Когда Лаура, Роджер и Тимофей вышли от Далецких, графиня Рейнгольд увидела, что на улицах Мазовецка гораздо темнее, чем она предполагала. Однако от своей затеи, посетить гиперборейский трактир, девушка всё-таки не отказалась даже тогда, когда школьный учитель повёл её и Роджера по каким-то неосвещаемым фонарями переулкам с нерасчищенными тротуарами. Свет погасал то в одном, то в другом окне, мазовчане ложились спать. Также как и гиперборейцы поступили Мишель с Жоржем: то есть, когда горничная перемыла всю посуду и немного прибралась в комнате, они решили отправиться ко сну, не дожидаясь остальных. Однако перед тем как лечь спать, Жорж пошёл проведать своих лошадок, а Мишель ненадолго осталась одна. Погасив свет и подойдя к окну, она присела на подоконник и стала всматриваться в серо-синюю снежную пыль, клубившуюся над вечерним городом.

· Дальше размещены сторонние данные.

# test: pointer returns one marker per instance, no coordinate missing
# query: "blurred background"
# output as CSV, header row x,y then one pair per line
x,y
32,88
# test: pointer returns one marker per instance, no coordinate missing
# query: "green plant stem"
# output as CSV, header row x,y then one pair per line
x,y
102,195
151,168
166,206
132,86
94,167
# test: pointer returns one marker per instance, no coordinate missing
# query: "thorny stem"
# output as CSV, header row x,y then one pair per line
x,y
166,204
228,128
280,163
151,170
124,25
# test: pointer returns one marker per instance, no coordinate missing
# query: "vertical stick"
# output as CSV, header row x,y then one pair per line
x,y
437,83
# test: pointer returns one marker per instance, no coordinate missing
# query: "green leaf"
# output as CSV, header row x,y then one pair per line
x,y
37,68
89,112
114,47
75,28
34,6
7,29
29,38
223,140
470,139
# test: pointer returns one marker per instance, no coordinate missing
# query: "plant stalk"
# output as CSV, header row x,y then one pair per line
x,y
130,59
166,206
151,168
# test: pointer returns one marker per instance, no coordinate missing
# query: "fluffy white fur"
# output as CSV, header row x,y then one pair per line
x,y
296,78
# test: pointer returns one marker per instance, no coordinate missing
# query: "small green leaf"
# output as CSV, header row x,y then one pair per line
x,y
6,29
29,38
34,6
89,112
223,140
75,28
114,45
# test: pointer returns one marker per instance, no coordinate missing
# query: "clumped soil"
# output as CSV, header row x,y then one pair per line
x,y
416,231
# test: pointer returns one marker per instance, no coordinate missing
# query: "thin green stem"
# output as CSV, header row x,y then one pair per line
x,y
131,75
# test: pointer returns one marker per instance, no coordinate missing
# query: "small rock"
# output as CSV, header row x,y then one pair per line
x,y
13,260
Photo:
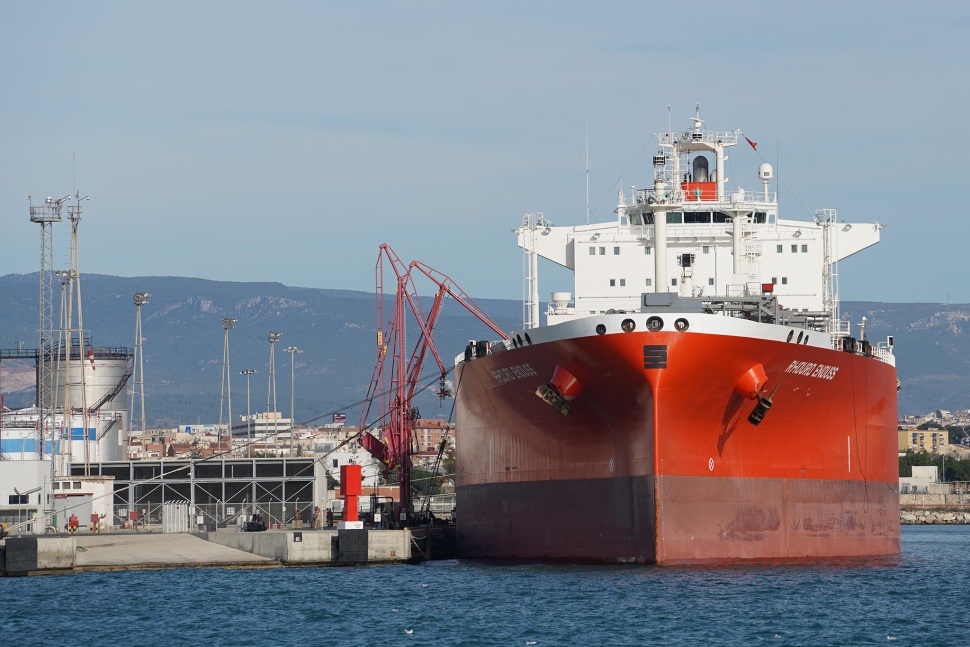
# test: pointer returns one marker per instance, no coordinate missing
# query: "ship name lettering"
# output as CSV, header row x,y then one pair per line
x,y
811,369
511,373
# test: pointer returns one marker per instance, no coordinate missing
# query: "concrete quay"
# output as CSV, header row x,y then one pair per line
x,y
57,554
933,517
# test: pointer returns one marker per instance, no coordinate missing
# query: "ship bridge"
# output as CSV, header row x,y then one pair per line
x,y
686,233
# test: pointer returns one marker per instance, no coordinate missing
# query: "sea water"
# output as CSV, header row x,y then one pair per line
x,y
915,598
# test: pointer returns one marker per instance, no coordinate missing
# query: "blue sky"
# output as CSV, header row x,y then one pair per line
x,y
286,141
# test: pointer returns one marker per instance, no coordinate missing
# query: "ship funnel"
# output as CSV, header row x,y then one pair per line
x,y
701,169
560,301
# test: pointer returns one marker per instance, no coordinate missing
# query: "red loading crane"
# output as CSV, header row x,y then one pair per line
x,y
395,381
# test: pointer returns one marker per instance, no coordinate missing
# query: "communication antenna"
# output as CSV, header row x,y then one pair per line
x,y
587,171
74,288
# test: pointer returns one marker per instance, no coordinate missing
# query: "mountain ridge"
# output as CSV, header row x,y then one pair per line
x,y
183,342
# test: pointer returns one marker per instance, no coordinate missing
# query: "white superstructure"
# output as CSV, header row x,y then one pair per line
x,y
688,234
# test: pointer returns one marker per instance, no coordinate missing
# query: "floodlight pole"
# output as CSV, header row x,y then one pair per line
x,y
138,384
227,324
274,336
292,350
249,418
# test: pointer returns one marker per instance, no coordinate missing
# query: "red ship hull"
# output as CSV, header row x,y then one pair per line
x,y
658,462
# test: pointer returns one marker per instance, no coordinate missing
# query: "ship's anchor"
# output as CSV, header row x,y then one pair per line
x,y
761,409
751,385
560,390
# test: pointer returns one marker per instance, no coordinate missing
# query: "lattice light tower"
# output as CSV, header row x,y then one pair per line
x,y
138,383
274,336
227,324
46,215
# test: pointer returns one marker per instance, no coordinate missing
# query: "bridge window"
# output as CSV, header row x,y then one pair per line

– Любимая моя, - прозвучали у неё в голове тихие слова нежного, когда-то так понравившегося ей голоса.
– Я всё понимаю, тебе надо уехать, но я всё-таки не могу принять этого. Мне сложно в это поверить, любимая. Ведь если тебя не будет рядом, я буду скучать.
– Эштан, любимый, что ты...
– мысленно отвечала она ему.
– Я вернусь, я обязательно вернусь и больше никогда, никуда от тебя не денусь.
– А хочешь, я поеду с тобой, Мишель? Давай, я поеду?!
– Не надо, Эш, не надо... Всё уже решено, со мной поедет брат. Да, всё будет так...
И Мишель заплакала, вспоминая лицо своего любимого, ей показалось вдруг, что больше не увидит она своего Эштана. Что они не смогут встретиться, поскольку она навсегда останется в Гиперборее...
– Мишель, возвращайся поскорей, - снова донеслись до её слуха его слова. Донеслись откуда-то из прошлого, из далёкой, счастливой и едва ли возвратимой жизни.
– Чего ты сидишь, а?
– грубо спросил у девушки неожиданно вернувшийся дядька Жорж.
– Ложись спать, и я лягу.
И не дожидаясь от Мишель никакого ответа и никаких действий, кучер свалился прямо в пальто и сапогах на шерстяной плед у печки и моментально захрапел. Горничная, ход воспоминаний которой всё равно уже был нарушен, поднялась с подоконника, закуталась в шерстяную шаль и легла в кровать, укрывшись каким-то старым одеялом с дыркой в углу.